Balat’ta bulunan İnşa Kültür’inde iki gün sürecek olan 1.İslam ve Sol Çalıştayı’nın ilk günü sona erdi. Daha bir çok konunun konuşulması ve onlarca kişinin katılması düşünülüyor. Çalıştaya şaşırtıcı bir şekilde yoğun katılımın olması izdihama neden oldu. Konferans salonuna sığmayan konuklar çalıştayı Kültürevi’nin kafeteryasında bulunan televizyondan ekranından izlemek zorunda kaldı.

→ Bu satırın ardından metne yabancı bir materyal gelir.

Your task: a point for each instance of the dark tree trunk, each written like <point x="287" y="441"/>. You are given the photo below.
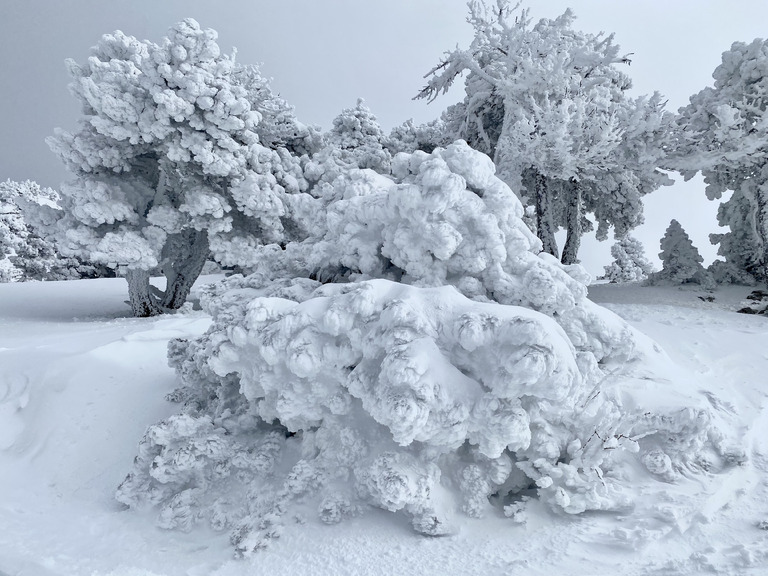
<point x="573" y="224"/>
<point x="185" y="255"/>
<point x="143" y="302"/>
<point x="181" y="273"/>
<point x="545" y="227"/>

İki gün sürecek olan çalıştayın birinci gün ilk oturumda, ilahiyatçı yazar R.İhsan Eliaçık, Prof. Dr. Tayfun Atay, Cumhuriyet Halk Partisi (CHP) Milletvekili Abdullatif Şener, ikinci oturuma, Prof. Dr. Hayri Kırbaşoğlu, Prof. Dr. Yüksel Taşkın, Prof. Dr. Zeki Kılıçarslan, Halkların Demokratik Partisi (HDP) Milletvekili Hüda Kaya konuşmacı olarak katıldılar.
Müslümanlık da sol gibi toplumculuğu önceliyor
Çalıştayın açılış konuşmasını yazar, düşünür Lütfü Oflaz yaptı. Düşünceleri yaşam tarzları birbirinden farklı kesimleri bir araya getiren bu çalıştayın açılış konuşmasını yapma ve çalıştayı başlatma onurunun kendisine verilmesinden mutluluk duyduğunu belirten Oflaz, kamplaşmanın kutuplaşmanın hat safhaya vardığı günümüzde İslam ve sol konusunun içerdiği hassasiyeti göz önüne alarak, Müslüman bir toplumda solun yaygınlaşmasını isteyenlerin Müslümanları dışlanmaması gerektiğini ifade ederek, Müslümanlığın da sol gibi toplumculuğu öncelediğini söyledi.
Asıl mesele eşitlik meselesiydi, toplumun sınıflara ayrılarak zenginler, yoksullar, efendiler , köleler denmesiydi
Daha sonra konuşan ilahiyatçı yazar R.İhsan Eliaçık, “İslam ve sol çalıştayı”nda bir araya gelip yüz yüze konuşmayı çok önemli gördüğünü ve bugün bu buluşmanın bile Türkiye’ye bir mesaj olduğunu ifade etti. Türkiye’de yaşayan insanlar olarak bir sükunet ortamı istediklerinin altını çizen Eliaçık, “Memleketin gerilmesini istemiyoruz. Çalışmalar yapıyoruz. Bir şeyler hakkında fikirler üretiyoruz ama ortam gerilince, silahlar konuşunca düşünceler göç ediyor. İnsanlar bir araya gelip konuşamaz hale geliyor. İnsanlar birbirlerine öfkeyle bakıyorlar. O zamanda fikirlerin çatışmasından hakikat ortaya çıkmıyor” dedi.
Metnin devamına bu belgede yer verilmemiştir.